Wir, der Verlag und ich parallel, haben gerade jetzt mit der Pressearbeit begonnen … das läuft jetzt dann an. Bin gespannt, weil das Thema gut ziehen sollte.
Viele Grüße
und einen schönen Nachmittag
Gitte
Hallo Gitte,
auch von mir vielen Dank für diesen Einblick. Für besonders wichtig halte ich übrigens inzwischen die Sache mit dem Ausdruck fertig geschriebener Kapitel.
Bei meinem im Sommer erscheinenden Erstling hatte ich nämlich ein “wunderbares” Erlebnis. Bei der Erstellung des Registers wurde offenbar die Datei beschädigt und ließ sich anschließend nicht wieder öffnen. Da half auch die mehrfache Sicherung nichts, denn auch hier steckte überall der gleiche Fehler drin. Zum Glück habe ich dann aus einem Netzwerk den Tipp bekommen, alles mit OpenOffice zu öffnen. Und so musste ich schließlich nur die Formatierungen neu einfügen. Ansonsten wäre Neuschreiben angesagt gewesen.
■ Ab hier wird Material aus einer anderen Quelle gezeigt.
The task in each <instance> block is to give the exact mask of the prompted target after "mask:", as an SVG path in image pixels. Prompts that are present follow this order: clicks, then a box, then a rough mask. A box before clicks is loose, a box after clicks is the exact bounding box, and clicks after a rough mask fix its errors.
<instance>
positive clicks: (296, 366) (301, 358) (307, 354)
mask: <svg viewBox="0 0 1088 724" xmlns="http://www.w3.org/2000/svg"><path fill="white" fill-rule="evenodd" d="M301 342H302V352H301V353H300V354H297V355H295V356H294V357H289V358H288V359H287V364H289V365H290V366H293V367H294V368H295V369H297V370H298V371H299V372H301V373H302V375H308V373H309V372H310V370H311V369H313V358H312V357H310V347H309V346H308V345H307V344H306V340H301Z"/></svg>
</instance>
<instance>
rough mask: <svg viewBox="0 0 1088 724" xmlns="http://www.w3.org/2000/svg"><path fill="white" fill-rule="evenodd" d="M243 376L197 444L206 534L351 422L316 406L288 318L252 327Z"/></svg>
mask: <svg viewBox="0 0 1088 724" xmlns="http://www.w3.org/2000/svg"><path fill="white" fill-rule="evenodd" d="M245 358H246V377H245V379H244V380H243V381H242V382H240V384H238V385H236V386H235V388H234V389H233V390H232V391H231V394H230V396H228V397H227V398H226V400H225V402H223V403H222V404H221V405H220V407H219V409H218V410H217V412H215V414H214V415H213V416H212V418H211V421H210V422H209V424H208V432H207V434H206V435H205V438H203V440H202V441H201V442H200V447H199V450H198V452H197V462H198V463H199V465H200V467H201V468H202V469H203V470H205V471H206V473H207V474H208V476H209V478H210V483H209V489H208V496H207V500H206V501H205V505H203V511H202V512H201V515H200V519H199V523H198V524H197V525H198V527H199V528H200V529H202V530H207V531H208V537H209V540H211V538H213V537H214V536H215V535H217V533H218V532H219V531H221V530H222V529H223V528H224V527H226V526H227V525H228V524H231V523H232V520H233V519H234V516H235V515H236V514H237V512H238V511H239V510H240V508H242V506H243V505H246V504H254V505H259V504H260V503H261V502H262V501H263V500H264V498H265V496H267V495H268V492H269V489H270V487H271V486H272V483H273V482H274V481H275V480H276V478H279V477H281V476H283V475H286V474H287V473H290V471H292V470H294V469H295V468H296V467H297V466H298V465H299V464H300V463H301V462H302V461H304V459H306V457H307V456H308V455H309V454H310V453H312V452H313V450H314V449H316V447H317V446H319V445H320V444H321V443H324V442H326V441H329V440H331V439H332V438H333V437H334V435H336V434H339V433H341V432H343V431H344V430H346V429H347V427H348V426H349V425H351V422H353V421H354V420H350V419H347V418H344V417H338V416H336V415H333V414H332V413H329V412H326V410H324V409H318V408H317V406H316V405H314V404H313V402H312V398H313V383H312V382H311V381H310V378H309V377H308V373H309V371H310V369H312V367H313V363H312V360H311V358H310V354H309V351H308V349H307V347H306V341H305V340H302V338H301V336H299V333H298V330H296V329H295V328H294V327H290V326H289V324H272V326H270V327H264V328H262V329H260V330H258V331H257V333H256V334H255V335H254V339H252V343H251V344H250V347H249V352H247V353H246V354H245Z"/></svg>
Herzliche Grüße und einen sonnigen Nachmittag
Martina
Hallo Martina,
aaaaah: Da ist Dir ja DER Alptraum passiert!
Und sehr gut, dass es dann über diesen Umweg doch noch geklappt hat. Alles neu zu schreiben ist ja schon bei kleineren Artikeln ein Grauen, aber ein ganzes Buch. Unvorstellbar!
So toll Computer sind, so kann immer mal was schiefgehen. Es lebe das Papier!
Gratuliere zum Erstlingswerk! Wie heißt es denn?
Viele Grüße
und ein schönes Wochenende
Gitte
Hallo Gitte,
danke für die Gratulation. Ich freue mich auch schon sehr, wenn mein Werk erscheint. Mein Erstling wird “Das schlagfertige Unternehmen” heißen.